Complete example can be found at this link https://files.paciellogroup.com/training/WWW2012/samples/Samples/aria/tree/index.html

tabindex of 0 means by using the TAB key, you can move to that element. tabindex of -1 means you cannot scroll to that element using TAB key. Instead you must you arrow keys. But you must write javascript code so that the inner menu items are scrollable by keyboard.

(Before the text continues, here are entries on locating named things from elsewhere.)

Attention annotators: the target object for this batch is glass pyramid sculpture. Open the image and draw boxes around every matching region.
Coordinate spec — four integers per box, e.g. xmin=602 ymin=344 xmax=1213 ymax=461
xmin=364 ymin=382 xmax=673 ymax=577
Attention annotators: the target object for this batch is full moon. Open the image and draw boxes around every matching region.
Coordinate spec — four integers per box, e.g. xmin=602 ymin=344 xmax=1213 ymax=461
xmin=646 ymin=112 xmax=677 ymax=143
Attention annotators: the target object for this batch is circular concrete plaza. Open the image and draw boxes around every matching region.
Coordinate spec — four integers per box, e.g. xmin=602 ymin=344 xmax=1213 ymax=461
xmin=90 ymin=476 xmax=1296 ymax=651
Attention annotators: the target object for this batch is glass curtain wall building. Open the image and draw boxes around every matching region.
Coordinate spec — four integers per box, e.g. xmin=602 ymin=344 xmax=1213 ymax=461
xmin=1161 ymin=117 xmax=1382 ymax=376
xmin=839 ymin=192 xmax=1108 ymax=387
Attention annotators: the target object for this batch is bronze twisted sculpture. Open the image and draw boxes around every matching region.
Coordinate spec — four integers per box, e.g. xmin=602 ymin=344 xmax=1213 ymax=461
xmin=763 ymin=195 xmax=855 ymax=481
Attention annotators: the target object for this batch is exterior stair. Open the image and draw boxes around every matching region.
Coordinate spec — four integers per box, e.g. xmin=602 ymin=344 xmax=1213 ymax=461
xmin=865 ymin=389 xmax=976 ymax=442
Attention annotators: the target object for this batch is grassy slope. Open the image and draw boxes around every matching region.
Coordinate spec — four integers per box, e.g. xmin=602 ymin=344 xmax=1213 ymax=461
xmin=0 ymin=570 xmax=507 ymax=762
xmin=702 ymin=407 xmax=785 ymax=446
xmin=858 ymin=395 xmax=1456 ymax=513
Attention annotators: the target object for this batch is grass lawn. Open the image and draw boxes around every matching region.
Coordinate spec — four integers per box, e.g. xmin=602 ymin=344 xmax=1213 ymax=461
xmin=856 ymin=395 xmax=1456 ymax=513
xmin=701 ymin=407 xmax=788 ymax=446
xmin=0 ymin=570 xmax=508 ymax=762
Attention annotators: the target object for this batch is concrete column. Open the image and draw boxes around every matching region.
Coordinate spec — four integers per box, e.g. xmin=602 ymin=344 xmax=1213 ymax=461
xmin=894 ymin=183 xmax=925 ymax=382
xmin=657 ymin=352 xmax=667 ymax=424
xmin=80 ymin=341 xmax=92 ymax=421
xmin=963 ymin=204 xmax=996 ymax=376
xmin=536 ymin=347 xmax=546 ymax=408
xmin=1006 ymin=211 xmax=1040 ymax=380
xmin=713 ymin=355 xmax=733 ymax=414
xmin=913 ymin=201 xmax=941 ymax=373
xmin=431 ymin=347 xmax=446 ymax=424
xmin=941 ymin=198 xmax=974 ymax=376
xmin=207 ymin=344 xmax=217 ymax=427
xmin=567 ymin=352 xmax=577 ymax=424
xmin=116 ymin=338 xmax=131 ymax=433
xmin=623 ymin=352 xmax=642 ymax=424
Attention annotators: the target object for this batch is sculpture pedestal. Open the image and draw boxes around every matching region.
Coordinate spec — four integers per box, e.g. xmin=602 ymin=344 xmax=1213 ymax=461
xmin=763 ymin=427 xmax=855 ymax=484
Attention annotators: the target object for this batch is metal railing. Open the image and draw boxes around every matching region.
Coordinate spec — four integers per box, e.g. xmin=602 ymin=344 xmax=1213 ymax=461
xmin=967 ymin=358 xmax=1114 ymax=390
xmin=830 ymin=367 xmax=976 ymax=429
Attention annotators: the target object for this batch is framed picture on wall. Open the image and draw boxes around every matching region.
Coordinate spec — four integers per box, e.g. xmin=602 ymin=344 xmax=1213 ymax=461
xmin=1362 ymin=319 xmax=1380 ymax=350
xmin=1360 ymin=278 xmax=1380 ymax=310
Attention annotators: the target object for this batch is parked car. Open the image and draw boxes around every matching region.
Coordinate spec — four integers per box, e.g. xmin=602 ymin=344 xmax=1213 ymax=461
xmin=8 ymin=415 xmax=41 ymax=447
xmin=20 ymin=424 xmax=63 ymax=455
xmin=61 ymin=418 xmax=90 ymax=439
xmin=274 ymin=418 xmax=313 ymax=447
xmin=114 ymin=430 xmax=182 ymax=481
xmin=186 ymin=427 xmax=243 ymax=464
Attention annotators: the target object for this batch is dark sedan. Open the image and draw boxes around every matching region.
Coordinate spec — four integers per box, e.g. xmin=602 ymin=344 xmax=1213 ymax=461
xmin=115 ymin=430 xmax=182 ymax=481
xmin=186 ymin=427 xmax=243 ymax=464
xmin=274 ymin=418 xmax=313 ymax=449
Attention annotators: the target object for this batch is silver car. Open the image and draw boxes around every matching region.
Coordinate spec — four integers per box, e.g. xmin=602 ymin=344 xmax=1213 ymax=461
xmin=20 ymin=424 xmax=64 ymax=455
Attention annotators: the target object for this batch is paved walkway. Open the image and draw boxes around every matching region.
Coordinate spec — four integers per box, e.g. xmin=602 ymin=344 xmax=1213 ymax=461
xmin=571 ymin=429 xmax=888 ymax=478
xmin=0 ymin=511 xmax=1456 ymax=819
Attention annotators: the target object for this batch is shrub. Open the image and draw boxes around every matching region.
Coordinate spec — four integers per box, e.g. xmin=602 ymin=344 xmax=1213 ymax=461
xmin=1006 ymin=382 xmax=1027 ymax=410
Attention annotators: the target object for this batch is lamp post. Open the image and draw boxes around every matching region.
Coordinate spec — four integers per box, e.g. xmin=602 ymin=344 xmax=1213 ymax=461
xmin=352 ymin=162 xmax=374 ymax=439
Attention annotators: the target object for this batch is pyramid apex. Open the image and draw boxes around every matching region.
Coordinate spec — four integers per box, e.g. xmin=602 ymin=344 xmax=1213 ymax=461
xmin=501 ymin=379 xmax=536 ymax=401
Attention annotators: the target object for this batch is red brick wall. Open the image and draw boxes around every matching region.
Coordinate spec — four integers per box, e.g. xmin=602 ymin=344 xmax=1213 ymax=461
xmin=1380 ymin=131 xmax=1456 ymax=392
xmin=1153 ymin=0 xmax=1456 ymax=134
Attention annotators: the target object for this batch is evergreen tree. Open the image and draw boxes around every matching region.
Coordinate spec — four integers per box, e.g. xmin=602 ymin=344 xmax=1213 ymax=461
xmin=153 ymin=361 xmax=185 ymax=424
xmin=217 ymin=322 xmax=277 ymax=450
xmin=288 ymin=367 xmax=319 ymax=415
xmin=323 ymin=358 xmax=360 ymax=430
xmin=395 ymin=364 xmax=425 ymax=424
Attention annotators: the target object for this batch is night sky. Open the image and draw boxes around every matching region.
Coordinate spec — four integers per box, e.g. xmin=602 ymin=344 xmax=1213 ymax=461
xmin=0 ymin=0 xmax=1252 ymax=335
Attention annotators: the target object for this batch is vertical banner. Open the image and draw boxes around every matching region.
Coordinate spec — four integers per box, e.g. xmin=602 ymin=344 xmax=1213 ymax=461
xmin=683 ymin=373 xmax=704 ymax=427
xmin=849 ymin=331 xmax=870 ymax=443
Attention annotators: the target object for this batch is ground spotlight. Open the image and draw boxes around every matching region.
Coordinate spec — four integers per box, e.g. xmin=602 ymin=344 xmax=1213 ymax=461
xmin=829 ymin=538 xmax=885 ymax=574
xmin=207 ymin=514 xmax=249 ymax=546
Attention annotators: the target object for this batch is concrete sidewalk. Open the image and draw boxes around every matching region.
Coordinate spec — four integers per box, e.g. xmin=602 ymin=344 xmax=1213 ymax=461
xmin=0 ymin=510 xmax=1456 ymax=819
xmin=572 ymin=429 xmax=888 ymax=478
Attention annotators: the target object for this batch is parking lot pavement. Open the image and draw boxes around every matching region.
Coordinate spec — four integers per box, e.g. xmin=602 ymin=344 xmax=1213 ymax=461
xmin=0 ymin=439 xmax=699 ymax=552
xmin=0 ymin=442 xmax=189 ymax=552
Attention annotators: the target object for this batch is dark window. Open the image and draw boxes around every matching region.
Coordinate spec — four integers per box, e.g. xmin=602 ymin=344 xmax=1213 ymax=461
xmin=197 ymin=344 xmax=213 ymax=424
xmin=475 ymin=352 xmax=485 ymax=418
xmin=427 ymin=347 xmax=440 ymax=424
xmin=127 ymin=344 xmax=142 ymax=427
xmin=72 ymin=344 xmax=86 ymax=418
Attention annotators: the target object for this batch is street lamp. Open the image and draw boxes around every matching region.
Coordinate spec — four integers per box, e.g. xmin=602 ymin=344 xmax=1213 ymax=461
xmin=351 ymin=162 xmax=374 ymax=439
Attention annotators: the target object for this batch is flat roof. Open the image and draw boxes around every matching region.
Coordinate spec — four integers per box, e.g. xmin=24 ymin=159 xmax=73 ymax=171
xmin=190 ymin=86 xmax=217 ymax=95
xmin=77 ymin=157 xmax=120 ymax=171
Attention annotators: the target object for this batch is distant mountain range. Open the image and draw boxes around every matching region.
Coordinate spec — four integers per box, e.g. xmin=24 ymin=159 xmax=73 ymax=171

Here is the guide to keyboard interaction from WAI-ARIA documentation

Keyboard Interaction

  • Enter or Space: When focus is on the accordion header for a collapsed panel, expands the associated panel. If the implementation allows only one panel to be expanded, and if another panel is expanded, collapses that panel. When focus is on the accordion header for an expanded panel, collapses the panel if the implementation supports collapsing. Some implementations require one panel to be expanded at all times and allow only one panel to be expanded; so, they do not support a collapse function.
  • Tab: Moves focus to the next focusable element; all focusable elements in the accordion are included in the page Tab sequence.
  • Shift + Tab: Moves focus to the previous focusable element; all focusable elements in the accordion are included in the page Tab sequence.
  • Down Arrow (Optional): If focus is on an accordion header, moves focus to the next accordion header. If focus is on the last accordion header, either does nothing or moves focus to the first accordion header.
  • Up Arrow (Optional): If focus is on an accordion header, moves focus to the previous accordion header. If focus is on the first accordion header, either does nothing or moves focus to the last accordion header.
  • Home (Optional): When focus is on an accordion header, moves focus to the first accordion header.
  • End (Optional): When focus is on an accordion header, moves focus to the last accordion header.

Conclusion

We have seen the role of HTML5 tags, schema.org tags and ARIA tags which helps to make the web more semantic - so that webpages can be understood by tools like screen readers and keyboards, and programs like web spiders and crawlers. It helps the people indirectly as the more content is parsed and understood by crawlers, the more easier it is for people to get accurate search results. It also helps disabled people to browse the pages.